Democrats Hysterical After Losing Power In One Of Their Strongholds

A longtime Dem-held Iowa state House District has gone to GOP candidate Jon Dunwell, as shown by new projections. He won around 60% of the vote during a special election this week.

The seat, which was kept by Dems for decades, will now be filled by a GOP member for the first time since after 1992. The seat was opened when the incumbent Dem representative left to work with the Iowa Police Academy, and Republican Governor Kim Reynolds (IA) announced the special election.

“Community engagement is crucial to me. Being among the people is vital to me. Giving all people a seat at the table is crucial to me,” Dunwell said, who is a former pastor, as reported by the Newton Daily News.

Back in 2018, the margin within the district was almost completely flipped, with Dem candidate Wes Breckenridge getting 58.7% of the vote to the GOP candidate’s 41.2%. The Hill said that Dunwell’s victory was the second instance of a GOP member flipping a state office since Joe Biden became president.

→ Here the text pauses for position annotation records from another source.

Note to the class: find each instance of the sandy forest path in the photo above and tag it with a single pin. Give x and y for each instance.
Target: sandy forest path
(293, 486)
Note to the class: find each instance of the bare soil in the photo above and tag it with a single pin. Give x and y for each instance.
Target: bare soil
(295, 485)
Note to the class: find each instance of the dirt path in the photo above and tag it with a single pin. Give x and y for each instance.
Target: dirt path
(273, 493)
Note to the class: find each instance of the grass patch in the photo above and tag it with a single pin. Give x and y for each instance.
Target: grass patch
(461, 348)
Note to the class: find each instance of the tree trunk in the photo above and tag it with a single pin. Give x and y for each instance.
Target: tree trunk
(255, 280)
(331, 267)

The other was a state Senate seat in the state of Connecticut.

While turnout for this Special Election was just about 20% for eligible voters within the district, some analysts have explained that Dunwell’s comfortable victory means there is a growing shift toward conservatives in Iowa politics.

In Nov. 2020, then-President Trump won around 60% of Jasper County, the top turnout for a GOP candidate within the county since way back in 1928 when Herbert Hoover was going for reelection. By comparison, then-President Barack Obama got 56% of the vote within the Jasper County in 2012.

Iowa, as a state, has moved in the past ten years. After the state voted for Obama in the 2008 election and again in the 2012 one, the state went for Trump twice with pretty comfortable margins.

At a state and national level, increasingly more Dems have showed concerns about new elections in the face of President Biden’s terrible approval ratings.

In the Virginia governor race, now only weeks away, Dem candidate and former Gov. Terry McAuliffe said in a new video call that his campaign had to work through hard “headwinds from Washington” coming from Joe Biden’s unpopularity.